こんにちは、平岡中央教室担当小中谷です。
2023年度公立高入試国語、古典の問題。その内容は、王朗と華歆という二人が、盗賊に負われた人に助けを求められ、その対応のどちらが優れているかを説明するものでした。
さて、この王朗と華歆、どちらも三国時代(3世紀の中国)魏に仕えた人物です。魏とは、邪馬台国の女王卑弥呼が使いを送った、あの魏です。
魏(220~265)は、三国志の真の主人公である曹操が土台を築いた国です。王朝になったのは、息子曹丕の時。実はこの曹丕、すんなりと曹操の後継者になったわけではないのです。
曹操には多くの男子がおり、曹丕は生き残った男子の中では最年長。長幼の序を重んじる中国では最年長の男子である長男が家を継ぐのがしきたりです。ただ、曹操には詩の才能にあふれた三男曹植がおり、彼を跡継ぎにしたい気持ちがあったようです。
兄と弟の後継者争い、歴史にはよくある話。曹操の後継者はどのように決まったのでしょうか?
曹操は数ある群雄との争いを勝ち抜いて勢力を広げるのですが、そのライバルを一部紹介します。
【ライバル① 袁紹】
漢王朝の大臣を代々輩出した名門の当主。河北に勢力をはるのですが、200年官渡の戦いで曹操に敗れ、後継者を明確に定めないうちに死亡。遺された子どもたちは当主の座を巡り争い、そこを曹操につけこまれ滅亡。
【ライバル② 劉表】
荊州(長江中流域)が本拠地。曹操が南方制圧に乗り出す最中に病死。生前、次男を溺愛し長男を疎んじた結果、お家騒動が起こります。
さて本題に戻りましょう。曹操が後継者問題に決着をつけようと、側近たちに意見を求めます。家を継ぐのは長男!いや才気煥発な三男!意見が分かれます。
そこで登場したのが賈詡という人物です。彼は以前曹操に敵対し、曹丕の兄を戦死させた経緯があるのですが、その才を認められ曹操に仕えます。
後継者を誰にすべきか?曹操は賈詡に意見を求めます。しかし、彼は即答しません。(以下、曹操と賈詡の会話)
賈詡:「申し訳ありません。ただいま考え事をしておりました。

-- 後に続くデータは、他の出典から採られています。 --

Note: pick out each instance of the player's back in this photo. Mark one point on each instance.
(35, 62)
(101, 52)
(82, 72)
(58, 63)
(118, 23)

」
曹操:「何を考えておったのだ?」
賈詡:「はい、河北の袁家と荊州の劉家のことを考えておりました」
曹操は全てを悟ります。河北の袁家は袁紹死後の後継者争いがもとで滅び、
荊州の劉家は長男を跡継ぎにせず次男に継がせたことで家中が割れた―。
後継者を長男と、明確に定めなかったことで家の滅亡を早めたのが、袁家と劉家。長男を跡継ぎにしなければ無用の争いが起こる、そう悟った曹操は、長男の曹丕を後継者に定めます。
(同じ三国の呉は、初代皇帝孫権の長男が若くして死亡した後、三男派と四男派に分かれ争い、国を支えた有能な人物を失い、国力が衰えます。家臣たちもそれぞれの主張をストレートに孫権にぶつけ、争いを根深いものにしました。)
賈詡はストレートに自分の主張をすることをせずに、後継者に関する事例を暗に示すことで、曹操にそれとなく悟らせたのです。
暗に示し、悟らせる―。ストレートな物言いよりも納得できますよね。私は数ある三国志のエピソードの中で、曹操の後継者問題に関する賈詡の説得術がもっとも心に残っています。
暗に示し悟らせる―。子どもたちを教え導く立場にある私としても、この心を大切にしたいと思います。